Check ya later, Alligator!
Texas and Louisiana are two states that are known for having plenty of alligators, and in this park you can see some of these creatures in motion. With over 16 miles of hiking trails, this park allows visitors to easily find many different species of birds, alligators of all ages and sizes and several hiking options ranging from 0.3 mile trails to the 3.7 mile trail. Another great feature in this park is the observatory, which is the perfect place to watch for meteor showers, planets aligning and even possibly discover something new.
When traveling to Brazos Bend State Park, one will find that this park is located in the middle of nowhere. From downtown Houston, take Highway 288 south to FM 1462 West, and then turn onto FM 762 North.
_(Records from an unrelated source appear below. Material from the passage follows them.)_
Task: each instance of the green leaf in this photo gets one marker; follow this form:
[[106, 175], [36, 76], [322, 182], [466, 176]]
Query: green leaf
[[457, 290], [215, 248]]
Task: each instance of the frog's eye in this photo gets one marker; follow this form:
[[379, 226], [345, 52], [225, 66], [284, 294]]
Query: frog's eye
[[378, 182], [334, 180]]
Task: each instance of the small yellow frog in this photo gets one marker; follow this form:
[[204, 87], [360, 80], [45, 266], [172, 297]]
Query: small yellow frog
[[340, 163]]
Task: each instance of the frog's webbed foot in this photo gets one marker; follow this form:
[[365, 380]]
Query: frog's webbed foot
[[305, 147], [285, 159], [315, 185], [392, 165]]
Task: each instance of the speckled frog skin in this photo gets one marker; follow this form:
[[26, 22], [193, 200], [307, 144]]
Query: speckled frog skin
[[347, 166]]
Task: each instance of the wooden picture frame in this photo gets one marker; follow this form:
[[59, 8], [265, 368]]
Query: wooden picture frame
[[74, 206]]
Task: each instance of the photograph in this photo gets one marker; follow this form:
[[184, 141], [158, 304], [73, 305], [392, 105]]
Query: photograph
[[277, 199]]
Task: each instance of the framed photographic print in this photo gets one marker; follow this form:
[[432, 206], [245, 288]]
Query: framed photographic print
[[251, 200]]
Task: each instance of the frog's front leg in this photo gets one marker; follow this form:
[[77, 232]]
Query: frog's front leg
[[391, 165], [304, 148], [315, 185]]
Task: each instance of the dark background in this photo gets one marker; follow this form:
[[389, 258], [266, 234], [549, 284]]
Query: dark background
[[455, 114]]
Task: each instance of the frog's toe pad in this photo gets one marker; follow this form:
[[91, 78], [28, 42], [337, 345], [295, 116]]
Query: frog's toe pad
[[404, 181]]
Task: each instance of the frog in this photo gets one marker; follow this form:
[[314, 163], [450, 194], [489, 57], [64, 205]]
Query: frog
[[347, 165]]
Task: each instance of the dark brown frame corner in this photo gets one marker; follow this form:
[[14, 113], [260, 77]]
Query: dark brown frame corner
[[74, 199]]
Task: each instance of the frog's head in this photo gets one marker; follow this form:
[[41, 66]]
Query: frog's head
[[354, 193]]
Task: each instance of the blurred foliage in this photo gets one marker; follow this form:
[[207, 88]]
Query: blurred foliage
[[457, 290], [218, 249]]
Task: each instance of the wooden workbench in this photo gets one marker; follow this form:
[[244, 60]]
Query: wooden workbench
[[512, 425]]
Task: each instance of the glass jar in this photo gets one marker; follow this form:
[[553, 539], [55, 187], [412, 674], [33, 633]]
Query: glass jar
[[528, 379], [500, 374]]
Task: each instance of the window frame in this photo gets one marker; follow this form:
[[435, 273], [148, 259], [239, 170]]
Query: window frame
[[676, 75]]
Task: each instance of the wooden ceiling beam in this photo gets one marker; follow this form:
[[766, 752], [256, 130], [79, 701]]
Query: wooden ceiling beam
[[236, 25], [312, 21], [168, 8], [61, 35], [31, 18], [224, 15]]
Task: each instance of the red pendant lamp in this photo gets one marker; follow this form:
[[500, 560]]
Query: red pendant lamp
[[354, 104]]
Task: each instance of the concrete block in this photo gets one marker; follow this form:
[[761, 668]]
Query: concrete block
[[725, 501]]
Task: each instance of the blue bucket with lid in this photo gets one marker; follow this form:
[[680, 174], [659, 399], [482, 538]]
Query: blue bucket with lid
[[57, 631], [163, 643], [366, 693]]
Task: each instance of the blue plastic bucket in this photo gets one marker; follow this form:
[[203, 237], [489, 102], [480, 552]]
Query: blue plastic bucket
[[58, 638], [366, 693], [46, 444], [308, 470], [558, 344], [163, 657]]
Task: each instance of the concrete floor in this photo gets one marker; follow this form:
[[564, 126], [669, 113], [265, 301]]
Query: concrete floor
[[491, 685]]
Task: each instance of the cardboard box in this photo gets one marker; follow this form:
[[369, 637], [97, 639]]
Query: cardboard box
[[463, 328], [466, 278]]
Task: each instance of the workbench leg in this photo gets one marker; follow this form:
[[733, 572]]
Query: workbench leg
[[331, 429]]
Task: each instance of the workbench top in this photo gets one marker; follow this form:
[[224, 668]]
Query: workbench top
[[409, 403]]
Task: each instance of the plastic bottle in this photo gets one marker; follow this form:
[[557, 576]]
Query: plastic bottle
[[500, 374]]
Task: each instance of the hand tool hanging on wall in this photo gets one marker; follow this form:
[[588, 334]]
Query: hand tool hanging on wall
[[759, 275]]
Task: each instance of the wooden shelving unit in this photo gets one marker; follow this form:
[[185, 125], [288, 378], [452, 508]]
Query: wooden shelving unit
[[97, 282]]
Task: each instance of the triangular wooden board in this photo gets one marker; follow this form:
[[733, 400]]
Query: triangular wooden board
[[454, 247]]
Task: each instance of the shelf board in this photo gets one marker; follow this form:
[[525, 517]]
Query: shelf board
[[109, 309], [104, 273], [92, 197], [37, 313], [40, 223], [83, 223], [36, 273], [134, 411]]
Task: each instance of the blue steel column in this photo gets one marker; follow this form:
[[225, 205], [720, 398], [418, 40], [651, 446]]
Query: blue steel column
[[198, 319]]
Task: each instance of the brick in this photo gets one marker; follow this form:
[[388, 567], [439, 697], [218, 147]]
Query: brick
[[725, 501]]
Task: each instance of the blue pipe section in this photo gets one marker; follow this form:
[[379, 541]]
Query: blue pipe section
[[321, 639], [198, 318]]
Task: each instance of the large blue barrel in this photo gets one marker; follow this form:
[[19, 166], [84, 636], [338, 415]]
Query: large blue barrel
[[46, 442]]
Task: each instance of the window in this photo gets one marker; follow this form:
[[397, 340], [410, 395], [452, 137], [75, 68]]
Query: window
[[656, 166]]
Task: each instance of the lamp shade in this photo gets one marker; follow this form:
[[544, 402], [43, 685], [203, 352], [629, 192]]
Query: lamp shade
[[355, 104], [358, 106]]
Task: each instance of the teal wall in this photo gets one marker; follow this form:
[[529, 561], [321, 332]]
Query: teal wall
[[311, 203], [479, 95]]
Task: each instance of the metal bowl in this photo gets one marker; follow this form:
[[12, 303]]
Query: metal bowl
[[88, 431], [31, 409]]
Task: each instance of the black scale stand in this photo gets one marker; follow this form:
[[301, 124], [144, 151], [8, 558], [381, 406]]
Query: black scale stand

This is the simplest way to go, but by mapping the address, one could easily navigate from anywhere. While traveling to the location, make sure to watch for wildlife crossing the road! The most popular time of year for this park is summer time, but it is a great place to visit any time of the year.
When visiting Brazos Bend State Park, one will find that there are several sleeping options. While cabins are not part of any package, visitors are more than welcome to reserve one of the many screened stations, primitive campsites or RV hook-up sites. The price ranges from $12 per night to $20 per night, depending upon which locale is chosen.
Pets and Leashes
One of the best features of this park is that pets are allowed. Being that there are alligators everywhere, all pets must remain on a leash that is no more than 6 ft. in length. While most of the wildlife is friendly, a stray pet may gain the attention of a wild animal, and that could end badly. The best thing to do is read all of the park information before visiting and adhere to the rules.
Hiking and Mountain Biking
As mentioned already, hiking makes up a large part of this park’s attraction. Mountain bikers are welcome, but watch for signs and check with the attendant to ensure that the trail allows mountain bikers. Some of the trails are not fit for anything with wheels, and the park staff and brochures are a great way to ensure that all travelers are prepared for all obstacles.
Know Before You Go
A few words of advice include that visitors bring bug spray, watch for snakes, watch for signs and always take water. Visitors will see “no swimming” signs posted throughout the park, and it is imperative that the rule is followed. There are wild alligators roaming throughout, and they may make a meal of any unwelcomed guests in their territory. It is recommended that each person takes at least two bottles of water in the summer months because guests can easily get over-heated. If there is a trail that has been temporarily closed, it is generally because there are alligators crossing (or sunning on) it.